A relação entre estilo de vida e câncer deixou de ser apenas hipótese científica e hoje é um dos pilares da prevenção em saúde pública. Ao longo das últimas décadas, a incidência global de câncer cresceu de forma significativa, impulsionada pelo envelhecimento da população, urbanização e, sobretudo, por mudanças nos habitos de vida.
De acordo com a Organização Mundial da Saúde, cerca de 1 em cada 5 pessoas no mundo desenvolverá câncer ao longo da vida. Em números absolutos, são aproximadamente 20 milhões de novos casos por ano, com projeção de crescimento nas próximas décadas. Parte expressiva desses casos está associada a fatores modificáveis, o que reforça a importância da prevenção.
Entre os principais vilões modernos estão os alimentos ultraprocessados. Ricos em açúcares, gorduras saturadas, aditivos químicos e pobres em nutrientes, eles contribuem para a obesidade um fator de risco reconhecido para diversos tipos de câncer, como o de mama, intestino e fígado.
O sedentarismo é outro elemento-chave. A falta de atividade física tem uma forte ligacao com o aumento do risco de câncer. A prática de exercícios ajuda a, fortalecer o sistema imunológico e reduzir processos inflamatórios. Estudos indicam que pessoas fisicamente ativas podem reduzir em até 20% o risco de desenvolver alguns tipos de câncer, especialmente os de cólon e mama.
No panorama global, cinco tipos de câncer concentram grande parte dos casos:
- Câncer de mama – aproximadamente 12% dos novos casos no mundo
- Câncer de pulmão – cerca de 11%
- Câncer colorretal – em torno de 10%
- Câncer de próstata – cerca de 7%
- Câncer de estômago – aproximadamente 5%
Falar sobre câncer hoje não é apenas discutir tratamento, mas principalmente prevenção. Investir em hábitos saudáveis é, cada vez mais, uma das estratégias mais poderosas para reduzir o avanço da doença e melhorar a qualidade de vida da população.

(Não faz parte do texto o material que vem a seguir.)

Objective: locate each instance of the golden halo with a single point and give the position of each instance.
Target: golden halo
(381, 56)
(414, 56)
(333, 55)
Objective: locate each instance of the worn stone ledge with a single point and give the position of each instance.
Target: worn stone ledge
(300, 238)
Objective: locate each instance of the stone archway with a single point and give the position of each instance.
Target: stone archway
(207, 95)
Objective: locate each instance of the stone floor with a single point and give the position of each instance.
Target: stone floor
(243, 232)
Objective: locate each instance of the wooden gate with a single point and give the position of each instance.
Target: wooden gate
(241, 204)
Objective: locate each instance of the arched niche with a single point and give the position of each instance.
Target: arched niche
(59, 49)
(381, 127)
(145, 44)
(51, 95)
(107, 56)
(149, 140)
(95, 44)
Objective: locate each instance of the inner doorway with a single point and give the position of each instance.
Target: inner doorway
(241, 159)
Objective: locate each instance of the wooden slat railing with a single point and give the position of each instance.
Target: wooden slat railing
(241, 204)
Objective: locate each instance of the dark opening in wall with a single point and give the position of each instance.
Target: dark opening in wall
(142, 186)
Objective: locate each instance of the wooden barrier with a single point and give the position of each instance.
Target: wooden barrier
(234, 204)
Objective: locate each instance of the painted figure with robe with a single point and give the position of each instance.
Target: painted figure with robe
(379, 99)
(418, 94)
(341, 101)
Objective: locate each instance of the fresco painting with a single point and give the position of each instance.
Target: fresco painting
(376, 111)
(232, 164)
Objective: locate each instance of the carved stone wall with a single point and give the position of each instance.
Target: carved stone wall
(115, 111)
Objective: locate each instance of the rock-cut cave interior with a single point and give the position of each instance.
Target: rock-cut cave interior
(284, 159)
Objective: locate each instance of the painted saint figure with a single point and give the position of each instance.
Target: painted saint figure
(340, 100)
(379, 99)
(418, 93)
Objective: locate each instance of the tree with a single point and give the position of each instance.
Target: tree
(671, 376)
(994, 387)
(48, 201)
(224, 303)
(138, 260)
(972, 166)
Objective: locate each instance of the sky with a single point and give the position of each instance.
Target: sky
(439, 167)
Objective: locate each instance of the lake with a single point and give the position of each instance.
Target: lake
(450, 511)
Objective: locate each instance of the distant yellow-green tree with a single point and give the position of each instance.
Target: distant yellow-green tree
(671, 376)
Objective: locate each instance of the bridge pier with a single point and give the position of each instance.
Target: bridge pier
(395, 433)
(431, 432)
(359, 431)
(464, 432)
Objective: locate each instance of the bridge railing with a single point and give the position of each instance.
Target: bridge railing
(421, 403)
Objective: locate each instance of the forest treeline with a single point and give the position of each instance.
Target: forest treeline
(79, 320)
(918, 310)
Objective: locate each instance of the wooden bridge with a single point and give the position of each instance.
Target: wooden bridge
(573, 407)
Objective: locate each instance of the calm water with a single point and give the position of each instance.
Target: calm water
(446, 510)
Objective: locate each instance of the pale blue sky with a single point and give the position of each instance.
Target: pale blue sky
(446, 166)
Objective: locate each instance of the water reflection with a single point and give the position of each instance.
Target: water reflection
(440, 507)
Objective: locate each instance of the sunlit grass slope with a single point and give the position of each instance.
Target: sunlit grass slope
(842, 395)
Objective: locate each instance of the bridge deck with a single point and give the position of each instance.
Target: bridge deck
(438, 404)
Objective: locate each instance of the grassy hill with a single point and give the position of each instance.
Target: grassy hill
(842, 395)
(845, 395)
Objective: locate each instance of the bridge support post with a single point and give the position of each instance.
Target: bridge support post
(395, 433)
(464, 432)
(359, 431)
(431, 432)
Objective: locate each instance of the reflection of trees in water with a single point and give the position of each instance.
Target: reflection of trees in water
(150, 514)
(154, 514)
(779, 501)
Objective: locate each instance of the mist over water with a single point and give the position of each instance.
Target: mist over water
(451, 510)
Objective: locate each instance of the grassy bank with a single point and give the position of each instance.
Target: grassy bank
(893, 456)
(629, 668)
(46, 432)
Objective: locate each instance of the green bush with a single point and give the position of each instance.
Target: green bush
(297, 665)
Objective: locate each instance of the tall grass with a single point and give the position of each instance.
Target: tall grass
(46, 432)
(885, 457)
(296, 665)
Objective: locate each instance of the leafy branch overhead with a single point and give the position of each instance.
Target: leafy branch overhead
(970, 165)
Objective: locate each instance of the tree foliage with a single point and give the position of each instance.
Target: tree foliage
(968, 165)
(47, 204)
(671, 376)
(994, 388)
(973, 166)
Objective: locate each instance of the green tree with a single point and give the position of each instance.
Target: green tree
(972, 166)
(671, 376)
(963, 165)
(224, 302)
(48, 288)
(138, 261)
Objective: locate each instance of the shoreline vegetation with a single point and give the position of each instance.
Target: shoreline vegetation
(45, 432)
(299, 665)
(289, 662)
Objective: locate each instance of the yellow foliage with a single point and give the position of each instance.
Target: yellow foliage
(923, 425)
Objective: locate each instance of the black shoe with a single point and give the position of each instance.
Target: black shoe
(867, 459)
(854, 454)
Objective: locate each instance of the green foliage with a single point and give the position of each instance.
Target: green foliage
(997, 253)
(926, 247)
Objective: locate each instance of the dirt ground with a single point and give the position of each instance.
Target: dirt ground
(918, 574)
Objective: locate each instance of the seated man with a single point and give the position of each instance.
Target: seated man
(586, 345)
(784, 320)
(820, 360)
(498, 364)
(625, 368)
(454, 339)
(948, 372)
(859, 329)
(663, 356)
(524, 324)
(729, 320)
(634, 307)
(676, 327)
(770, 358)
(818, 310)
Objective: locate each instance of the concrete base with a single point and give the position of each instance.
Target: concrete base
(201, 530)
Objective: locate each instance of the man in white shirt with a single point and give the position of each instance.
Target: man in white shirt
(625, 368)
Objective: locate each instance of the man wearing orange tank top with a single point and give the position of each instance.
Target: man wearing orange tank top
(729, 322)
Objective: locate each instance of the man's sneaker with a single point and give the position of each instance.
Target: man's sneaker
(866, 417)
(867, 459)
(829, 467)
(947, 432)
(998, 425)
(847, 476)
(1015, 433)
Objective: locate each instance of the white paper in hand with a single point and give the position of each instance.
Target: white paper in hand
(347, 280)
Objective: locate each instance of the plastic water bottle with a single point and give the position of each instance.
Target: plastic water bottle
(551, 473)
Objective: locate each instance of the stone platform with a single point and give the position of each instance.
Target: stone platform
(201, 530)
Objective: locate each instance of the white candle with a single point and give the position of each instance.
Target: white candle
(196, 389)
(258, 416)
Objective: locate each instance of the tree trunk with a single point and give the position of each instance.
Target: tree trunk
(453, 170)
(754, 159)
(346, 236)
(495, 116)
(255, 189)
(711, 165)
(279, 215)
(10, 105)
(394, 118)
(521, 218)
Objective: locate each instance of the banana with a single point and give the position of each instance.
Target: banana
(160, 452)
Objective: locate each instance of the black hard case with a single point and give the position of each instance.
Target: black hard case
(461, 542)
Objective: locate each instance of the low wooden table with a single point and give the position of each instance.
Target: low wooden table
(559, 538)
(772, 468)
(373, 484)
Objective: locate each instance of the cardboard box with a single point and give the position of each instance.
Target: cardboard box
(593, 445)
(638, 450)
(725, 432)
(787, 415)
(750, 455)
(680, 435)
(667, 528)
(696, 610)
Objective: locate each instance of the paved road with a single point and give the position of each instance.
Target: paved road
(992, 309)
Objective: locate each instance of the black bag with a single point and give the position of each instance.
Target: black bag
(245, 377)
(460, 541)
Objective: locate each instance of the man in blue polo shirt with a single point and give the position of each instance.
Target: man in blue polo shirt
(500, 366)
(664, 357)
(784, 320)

Nesse cenário, a atividade física surge como uma estratégia essencial de prevenção. De acordo com o Instituto Nacional de Câncer, a prática regular de exercícios contribui para a redução do risco de diversos tipos de câncer, como mama, cólon, próstata e endométrio, pois atua na regulação hormonal, na redução de inflamações e no fortalecimento do sistema imunológico (INCA, 2025).
Além disso, estudos científicos demonstram que indivíduos fisicamente ativos apresentam uma redução significativa no risco de desenvolver câncer. Pesquisas indicam que a atividade física pode reduzir em até 40% o risco de alguns tipos de câncer, especialmente aqueles relacionados à obesidade, como os de cólon e mama (ONCOGUIA, 2023).
Do ponto de vista epidemiológico, a prática regular de exercícios como pelo menos 150 minutos semanais de atividade moderada é considerada uma das principais medidas preventivas não farmacológicas, contribuindo para a manutenção do peso corporal adequado e para a redução de fatores de risco associados ao câncer (BRASIL, 2021).
Portanto, fica evidente que o câncer não deve ser compreendido apenas como uma doença inevitável, mas também como resultado de fatores modificáveis. A incorporação da atividade física no cotidiano, aliada a uma alimentação equilibrada e à eliminação do tabagismo, representa uma das formas mais eficazes de reduzir a incidência da doença. Investir em prevenção, é investir em qualidade de vida.
Referências
BRASIL. Ministério da Saúde. O SUS na prevenção e no tratamento do câncer: como a atividade física ajuda no controle da doença. Brasília, 2021.
INSTITUTO NACIONAL DE CÂNCER (INCA). Atividade física e câncer. Rio de Janeiro, 2025.
ONCOGUIA. Atividade física reduz em até 40% o risco de câncer. São Paulo, 2023.